With these 3 basic queries under your belt, there’s no reason for you to have to miss a deadline while waiting for someone else to pull data for you again. They won’t do the whole job for you, but it should be enough to get you numbers for pivoting, graphing, and other applications of your analysis skills. I’ve written them all against an imaginary table of tomato sales data:
Get It All
select * from tomato_sales
In SQL, the simplest queries are often the most powerful. This grabs every row and every column of the table. If the table is under 50,000 rows, you should have no problem opening it in Excel. If it’s bigger, the program may slow down, depending on your RAM and what other applications are running.
Get a sample
select * from tomato_sales sample(1)
If getting every row would be too much for Excel to handle, or would take too long to run, the sample function (or its analog in whatever flavor of SQL you’re using) gets you a random set of rows to experiment with. Just tell it what percentage of rows you want (for example, this would return 1% of all rows), and you’ll have a lightning fast result.
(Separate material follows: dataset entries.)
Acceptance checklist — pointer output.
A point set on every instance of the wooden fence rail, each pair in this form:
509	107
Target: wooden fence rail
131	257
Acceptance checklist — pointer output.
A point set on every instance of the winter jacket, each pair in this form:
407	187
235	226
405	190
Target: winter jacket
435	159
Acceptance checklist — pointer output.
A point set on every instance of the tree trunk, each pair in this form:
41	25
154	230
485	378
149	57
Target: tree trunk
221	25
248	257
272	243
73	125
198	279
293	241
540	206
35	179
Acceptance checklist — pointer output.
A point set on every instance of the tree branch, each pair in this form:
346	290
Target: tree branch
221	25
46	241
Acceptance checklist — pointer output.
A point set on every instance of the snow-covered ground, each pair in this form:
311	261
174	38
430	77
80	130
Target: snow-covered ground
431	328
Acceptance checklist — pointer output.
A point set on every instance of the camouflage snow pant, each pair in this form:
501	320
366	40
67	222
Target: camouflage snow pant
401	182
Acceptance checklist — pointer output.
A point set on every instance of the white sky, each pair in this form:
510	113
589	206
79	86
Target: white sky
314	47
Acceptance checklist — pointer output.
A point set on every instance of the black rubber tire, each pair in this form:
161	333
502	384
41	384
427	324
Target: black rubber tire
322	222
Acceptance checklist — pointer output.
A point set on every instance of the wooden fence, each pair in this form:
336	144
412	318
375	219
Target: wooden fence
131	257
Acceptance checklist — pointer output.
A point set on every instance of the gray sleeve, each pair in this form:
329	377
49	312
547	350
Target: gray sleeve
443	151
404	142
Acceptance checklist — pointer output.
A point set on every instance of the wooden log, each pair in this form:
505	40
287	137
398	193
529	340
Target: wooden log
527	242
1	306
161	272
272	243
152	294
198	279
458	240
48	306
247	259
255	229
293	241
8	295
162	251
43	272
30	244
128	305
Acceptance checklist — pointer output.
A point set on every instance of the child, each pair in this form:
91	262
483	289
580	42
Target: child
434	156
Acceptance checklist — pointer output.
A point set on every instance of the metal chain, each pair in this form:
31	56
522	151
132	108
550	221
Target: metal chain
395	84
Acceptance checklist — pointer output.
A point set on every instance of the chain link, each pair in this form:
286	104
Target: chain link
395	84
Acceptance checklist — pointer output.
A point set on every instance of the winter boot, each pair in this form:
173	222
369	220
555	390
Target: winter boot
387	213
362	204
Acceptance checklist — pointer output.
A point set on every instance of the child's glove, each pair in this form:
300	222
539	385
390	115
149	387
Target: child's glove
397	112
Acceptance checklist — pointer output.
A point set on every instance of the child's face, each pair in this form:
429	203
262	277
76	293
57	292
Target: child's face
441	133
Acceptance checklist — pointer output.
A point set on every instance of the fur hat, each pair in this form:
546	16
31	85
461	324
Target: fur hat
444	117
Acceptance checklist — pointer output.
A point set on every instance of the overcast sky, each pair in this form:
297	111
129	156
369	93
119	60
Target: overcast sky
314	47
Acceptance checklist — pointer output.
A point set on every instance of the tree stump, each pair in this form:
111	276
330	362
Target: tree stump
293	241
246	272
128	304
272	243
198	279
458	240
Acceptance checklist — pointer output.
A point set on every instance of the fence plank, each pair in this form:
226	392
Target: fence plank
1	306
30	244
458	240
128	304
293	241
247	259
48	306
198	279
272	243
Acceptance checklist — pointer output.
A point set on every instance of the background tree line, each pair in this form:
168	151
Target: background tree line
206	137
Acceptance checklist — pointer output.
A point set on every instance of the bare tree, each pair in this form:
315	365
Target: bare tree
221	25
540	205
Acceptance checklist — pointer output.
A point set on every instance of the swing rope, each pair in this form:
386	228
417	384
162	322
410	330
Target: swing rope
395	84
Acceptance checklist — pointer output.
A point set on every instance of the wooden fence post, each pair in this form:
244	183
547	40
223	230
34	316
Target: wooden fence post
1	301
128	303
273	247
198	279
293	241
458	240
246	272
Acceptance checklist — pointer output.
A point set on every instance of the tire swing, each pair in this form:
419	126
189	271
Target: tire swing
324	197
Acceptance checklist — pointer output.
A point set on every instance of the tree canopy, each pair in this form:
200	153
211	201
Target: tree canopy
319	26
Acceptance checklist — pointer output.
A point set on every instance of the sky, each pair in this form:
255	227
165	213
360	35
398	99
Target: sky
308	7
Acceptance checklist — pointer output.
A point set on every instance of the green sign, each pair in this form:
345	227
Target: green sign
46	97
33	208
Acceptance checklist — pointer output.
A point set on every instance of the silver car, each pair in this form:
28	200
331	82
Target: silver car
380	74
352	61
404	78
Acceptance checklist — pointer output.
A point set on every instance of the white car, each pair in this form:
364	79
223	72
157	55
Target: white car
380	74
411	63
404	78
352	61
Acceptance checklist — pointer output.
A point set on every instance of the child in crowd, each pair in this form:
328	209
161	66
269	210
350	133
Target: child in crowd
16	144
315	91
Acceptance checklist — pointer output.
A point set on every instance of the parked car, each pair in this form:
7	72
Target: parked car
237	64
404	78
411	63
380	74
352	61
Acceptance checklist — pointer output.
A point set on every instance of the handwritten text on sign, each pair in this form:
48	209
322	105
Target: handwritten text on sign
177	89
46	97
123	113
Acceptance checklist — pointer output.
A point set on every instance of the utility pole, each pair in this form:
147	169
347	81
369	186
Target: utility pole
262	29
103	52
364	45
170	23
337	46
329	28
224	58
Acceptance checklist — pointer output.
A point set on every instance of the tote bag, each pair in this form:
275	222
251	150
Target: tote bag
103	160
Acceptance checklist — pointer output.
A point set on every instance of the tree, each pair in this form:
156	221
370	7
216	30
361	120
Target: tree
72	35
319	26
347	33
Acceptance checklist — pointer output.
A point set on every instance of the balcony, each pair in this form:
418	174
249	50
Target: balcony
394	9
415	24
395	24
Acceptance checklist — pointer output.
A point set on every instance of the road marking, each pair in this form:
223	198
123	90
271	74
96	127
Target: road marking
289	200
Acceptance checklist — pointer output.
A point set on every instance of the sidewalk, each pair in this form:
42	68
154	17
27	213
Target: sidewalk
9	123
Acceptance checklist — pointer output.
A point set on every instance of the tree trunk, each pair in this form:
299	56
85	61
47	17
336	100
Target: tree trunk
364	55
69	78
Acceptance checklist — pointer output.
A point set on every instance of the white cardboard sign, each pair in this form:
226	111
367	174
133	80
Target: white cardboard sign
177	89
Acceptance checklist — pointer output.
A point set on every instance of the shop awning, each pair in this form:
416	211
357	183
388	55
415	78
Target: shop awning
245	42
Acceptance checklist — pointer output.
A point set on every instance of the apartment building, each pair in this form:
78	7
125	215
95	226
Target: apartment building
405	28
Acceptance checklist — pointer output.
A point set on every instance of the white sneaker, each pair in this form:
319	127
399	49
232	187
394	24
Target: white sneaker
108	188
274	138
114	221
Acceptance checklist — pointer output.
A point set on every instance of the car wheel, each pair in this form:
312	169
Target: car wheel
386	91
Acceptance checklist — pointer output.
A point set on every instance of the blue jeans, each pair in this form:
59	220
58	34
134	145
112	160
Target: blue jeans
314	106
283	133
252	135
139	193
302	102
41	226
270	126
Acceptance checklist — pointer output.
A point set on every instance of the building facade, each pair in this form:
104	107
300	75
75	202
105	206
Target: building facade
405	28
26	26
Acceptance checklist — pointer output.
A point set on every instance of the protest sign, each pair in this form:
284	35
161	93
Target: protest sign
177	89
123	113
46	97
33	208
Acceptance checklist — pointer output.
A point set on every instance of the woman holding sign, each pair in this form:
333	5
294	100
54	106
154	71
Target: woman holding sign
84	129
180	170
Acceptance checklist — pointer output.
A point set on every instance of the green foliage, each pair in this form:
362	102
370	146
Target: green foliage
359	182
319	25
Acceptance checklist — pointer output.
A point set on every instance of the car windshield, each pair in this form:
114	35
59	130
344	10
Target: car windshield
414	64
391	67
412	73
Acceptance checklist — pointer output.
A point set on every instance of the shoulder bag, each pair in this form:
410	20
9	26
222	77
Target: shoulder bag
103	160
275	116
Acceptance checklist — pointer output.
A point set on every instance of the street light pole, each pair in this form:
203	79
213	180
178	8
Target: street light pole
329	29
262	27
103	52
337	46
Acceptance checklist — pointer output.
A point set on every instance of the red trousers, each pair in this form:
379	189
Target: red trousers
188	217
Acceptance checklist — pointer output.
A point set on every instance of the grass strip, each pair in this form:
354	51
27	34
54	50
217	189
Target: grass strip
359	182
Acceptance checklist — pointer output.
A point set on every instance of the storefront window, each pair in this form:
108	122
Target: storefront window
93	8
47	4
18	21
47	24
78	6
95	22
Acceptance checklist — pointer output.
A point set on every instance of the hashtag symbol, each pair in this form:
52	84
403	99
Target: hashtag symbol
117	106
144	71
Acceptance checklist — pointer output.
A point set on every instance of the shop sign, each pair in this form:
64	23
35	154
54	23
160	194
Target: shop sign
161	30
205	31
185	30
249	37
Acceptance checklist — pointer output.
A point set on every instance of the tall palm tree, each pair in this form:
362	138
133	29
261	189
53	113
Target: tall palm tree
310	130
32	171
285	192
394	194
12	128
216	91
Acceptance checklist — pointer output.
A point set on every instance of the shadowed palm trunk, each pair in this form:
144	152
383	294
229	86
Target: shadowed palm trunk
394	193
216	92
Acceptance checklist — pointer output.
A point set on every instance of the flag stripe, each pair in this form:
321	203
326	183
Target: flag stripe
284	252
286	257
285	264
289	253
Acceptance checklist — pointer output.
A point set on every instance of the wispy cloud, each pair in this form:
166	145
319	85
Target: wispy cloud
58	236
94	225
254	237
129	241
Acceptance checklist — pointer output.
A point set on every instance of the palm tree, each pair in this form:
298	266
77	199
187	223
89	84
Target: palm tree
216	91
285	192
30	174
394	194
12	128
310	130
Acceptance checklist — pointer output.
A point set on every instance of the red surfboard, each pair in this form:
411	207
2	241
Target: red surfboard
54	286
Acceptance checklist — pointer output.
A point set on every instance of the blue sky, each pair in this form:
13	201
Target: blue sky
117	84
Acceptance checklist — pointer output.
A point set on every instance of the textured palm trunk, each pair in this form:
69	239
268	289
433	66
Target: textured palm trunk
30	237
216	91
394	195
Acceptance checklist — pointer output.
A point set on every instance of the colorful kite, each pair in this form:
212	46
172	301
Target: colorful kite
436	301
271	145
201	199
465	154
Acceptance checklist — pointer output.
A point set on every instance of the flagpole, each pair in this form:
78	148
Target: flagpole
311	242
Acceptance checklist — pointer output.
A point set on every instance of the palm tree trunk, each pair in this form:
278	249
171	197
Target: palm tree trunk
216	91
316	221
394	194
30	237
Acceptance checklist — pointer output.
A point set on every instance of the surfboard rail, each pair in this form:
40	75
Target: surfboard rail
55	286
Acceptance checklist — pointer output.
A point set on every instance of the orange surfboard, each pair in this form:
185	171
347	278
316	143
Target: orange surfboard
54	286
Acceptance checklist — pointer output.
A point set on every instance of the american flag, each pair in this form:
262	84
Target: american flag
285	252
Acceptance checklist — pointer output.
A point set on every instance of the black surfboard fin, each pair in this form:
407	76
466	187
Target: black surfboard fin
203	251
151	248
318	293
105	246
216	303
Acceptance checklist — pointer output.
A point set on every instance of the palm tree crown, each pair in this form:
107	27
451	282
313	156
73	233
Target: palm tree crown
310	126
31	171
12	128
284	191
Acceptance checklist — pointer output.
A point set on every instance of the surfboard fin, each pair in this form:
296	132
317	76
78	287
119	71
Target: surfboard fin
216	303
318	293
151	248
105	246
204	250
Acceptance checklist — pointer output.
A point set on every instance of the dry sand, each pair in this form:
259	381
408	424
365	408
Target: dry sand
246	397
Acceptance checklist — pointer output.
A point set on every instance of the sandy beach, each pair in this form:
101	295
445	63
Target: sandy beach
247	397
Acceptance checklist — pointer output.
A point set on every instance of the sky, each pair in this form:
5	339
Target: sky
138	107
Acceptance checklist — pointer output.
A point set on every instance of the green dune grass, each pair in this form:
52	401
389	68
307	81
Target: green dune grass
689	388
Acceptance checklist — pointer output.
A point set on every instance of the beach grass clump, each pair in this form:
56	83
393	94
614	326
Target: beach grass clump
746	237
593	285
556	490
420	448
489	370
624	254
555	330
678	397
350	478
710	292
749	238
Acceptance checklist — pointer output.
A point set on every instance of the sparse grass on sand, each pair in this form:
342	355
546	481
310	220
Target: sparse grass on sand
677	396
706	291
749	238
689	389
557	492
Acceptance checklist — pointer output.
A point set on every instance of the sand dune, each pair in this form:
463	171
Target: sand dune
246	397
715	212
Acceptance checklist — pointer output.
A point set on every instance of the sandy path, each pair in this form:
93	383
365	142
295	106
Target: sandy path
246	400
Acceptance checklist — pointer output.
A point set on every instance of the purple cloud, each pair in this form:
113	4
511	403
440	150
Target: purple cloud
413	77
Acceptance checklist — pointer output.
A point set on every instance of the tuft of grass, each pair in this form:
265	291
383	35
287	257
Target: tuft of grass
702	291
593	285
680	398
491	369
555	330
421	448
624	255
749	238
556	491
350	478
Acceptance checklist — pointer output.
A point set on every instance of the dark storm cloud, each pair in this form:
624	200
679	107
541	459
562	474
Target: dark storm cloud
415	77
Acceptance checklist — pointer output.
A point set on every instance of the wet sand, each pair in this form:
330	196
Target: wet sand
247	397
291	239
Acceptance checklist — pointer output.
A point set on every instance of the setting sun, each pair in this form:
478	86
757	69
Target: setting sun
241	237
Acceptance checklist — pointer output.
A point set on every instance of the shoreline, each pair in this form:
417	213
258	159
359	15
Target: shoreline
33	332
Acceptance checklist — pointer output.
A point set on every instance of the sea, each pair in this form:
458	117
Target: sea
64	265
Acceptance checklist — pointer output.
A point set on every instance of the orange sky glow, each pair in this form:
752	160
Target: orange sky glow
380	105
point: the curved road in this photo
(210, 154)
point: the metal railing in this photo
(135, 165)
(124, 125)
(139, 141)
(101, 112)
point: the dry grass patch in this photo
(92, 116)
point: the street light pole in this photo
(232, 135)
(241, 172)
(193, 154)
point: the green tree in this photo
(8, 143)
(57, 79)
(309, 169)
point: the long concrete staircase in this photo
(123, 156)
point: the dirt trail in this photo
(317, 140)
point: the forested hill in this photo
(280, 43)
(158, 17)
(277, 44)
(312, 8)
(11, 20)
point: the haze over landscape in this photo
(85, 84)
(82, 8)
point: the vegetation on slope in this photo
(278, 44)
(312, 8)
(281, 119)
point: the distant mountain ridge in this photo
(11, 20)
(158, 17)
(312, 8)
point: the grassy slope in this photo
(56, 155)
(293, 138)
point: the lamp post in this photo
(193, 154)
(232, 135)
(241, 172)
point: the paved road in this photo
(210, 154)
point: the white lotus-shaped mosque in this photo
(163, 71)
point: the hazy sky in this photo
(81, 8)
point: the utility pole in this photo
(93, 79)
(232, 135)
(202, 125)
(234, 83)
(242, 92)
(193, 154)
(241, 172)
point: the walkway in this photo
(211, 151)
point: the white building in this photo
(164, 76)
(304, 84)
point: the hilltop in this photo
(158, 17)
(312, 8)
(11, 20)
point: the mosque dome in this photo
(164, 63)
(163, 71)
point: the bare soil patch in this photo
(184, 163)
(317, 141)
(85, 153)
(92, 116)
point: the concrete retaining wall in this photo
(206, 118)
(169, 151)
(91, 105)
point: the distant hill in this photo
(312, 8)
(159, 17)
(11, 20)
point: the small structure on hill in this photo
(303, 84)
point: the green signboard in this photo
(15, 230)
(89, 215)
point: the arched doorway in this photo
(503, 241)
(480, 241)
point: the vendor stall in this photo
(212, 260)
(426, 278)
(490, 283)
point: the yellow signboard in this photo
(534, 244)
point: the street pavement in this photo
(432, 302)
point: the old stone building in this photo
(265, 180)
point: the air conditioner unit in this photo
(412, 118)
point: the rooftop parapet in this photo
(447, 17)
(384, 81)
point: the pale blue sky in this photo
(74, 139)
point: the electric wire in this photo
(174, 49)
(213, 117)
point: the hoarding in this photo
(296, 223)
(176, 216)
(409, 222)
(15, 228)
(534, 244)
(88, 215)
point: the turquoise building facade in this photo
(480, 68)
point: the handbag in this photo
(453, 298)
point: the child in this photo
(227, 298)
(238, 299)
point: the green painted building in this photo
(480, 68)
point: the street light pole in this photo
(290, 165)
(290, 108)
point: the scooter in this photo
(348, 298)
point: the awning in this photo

Bonus: If you’re not sure how long a query will take, I’ve found that many of them scale linearly as you increase the sample size, after about 10 seconds. For example, if a 3% sample takes 300 seconds, and a 5% sample takes 500 seconds, you can be pretty confident that the full query would take 10,000 seconds (167 minutes).
Order Your Results
select date, supermarket, revenue from tomato_sales order by supermarket, date
There are two columns that you’re interested in sorting by here, and the order is important. All of the rows from each supermarket will be grouped together and within that group they will be ordered by date. That will make it much easier to spot trends!
That’s it! I hope that reading this quick introduction pays off in spades.